Johannesburg the city of gold, the city where dreams come true, the city where there’s opportunity but with all this there’s poverty, starvation and food insecurity. Food security in Johannesburg is licked with the main challenge which is income that each household receives. In most cases 60% of families rely on a single income which would be brought in by the man of the house or a single parent. The other 26% have other strategies such as both parents who are working and receiving an income. According to the state of food and security in Johannesburg, link: http://www.afsun.org/wp-content/uploads/2013/09/AFSUN_12.pdf Income is divided for most people in Johannesburg is:
19% pensions, grants and other allowances
47% normal wage work
8% casual work
2% formal or informal businesses
21% skilled work
16% office workers, managerial workers and civil servants
16% unskilled labour
15% professional employment
It’s very interesting to see the percentage of people working in which field because in this way can one can see where the food challenges are and why they are that way. Obviously most of the challenges will be in less paying jobs because food does not discriminate as to what job you do. It all stays the same, this leads to a high percentage of people who experience hunger and don’t have the privilege of having 3 meals a day.
According to the UVM Food Feed, Link: https://learn.uvm.edu/foodsystemsblog/2015/06/12/cultivating-the-right-to-food-in-johannesburgs-community-gardens/
Food insecurity ranges from 50% in poor areas to 90% in deprived wards. Journalists can work hand in hand with farmers and other companies or communities that are trying to decrease the numbers and percentages of poverty and food insecurity in Johannesburg to promote a healthy lifestyle for all.

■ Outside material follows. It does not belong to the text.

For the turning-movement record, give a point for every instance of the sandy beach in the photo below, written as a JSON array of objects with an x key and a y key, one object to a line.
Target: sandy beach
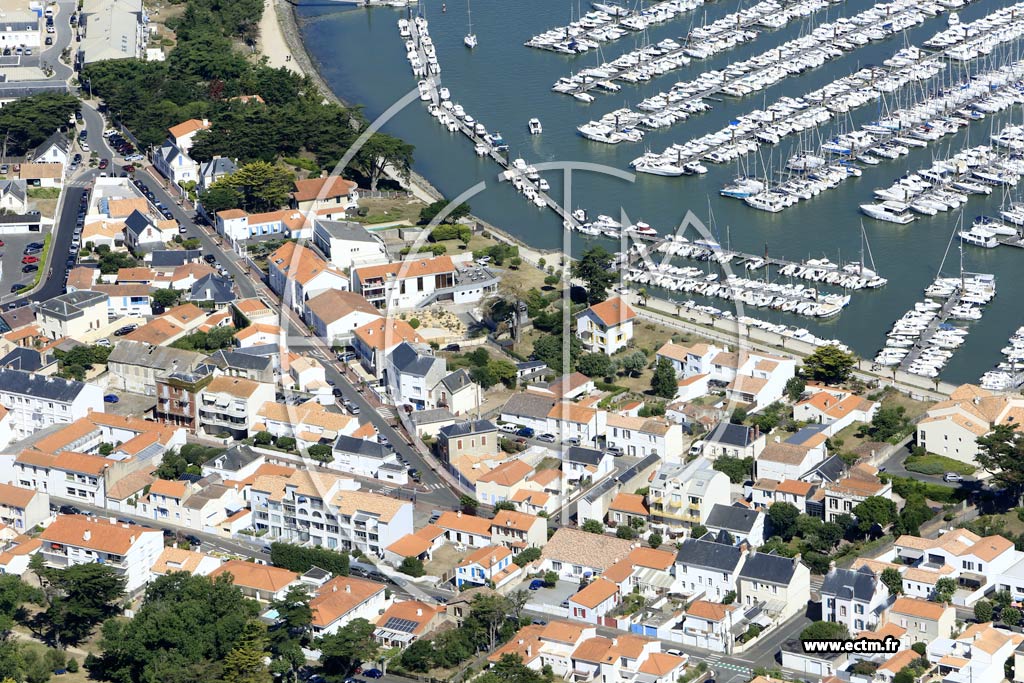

Journalists are there to grasp information and let the rest of the region or South Africa know about the food struggles in this area and suggestions of how one can improve it e.g. Farming being one of the easiest, world friendly and cost effective solution. Journalists can report on the benefits of farming to encourage people who read newspapers, listen to the radio or watch the news to grow their own food, vegetables and other foods.
Hunger relief and poverty need to be aggressively implemented in order to improve the quality of life in poor communities in Johannesburg. Not only journalists but people should have Ubuntu and assist one another in their communities for survival.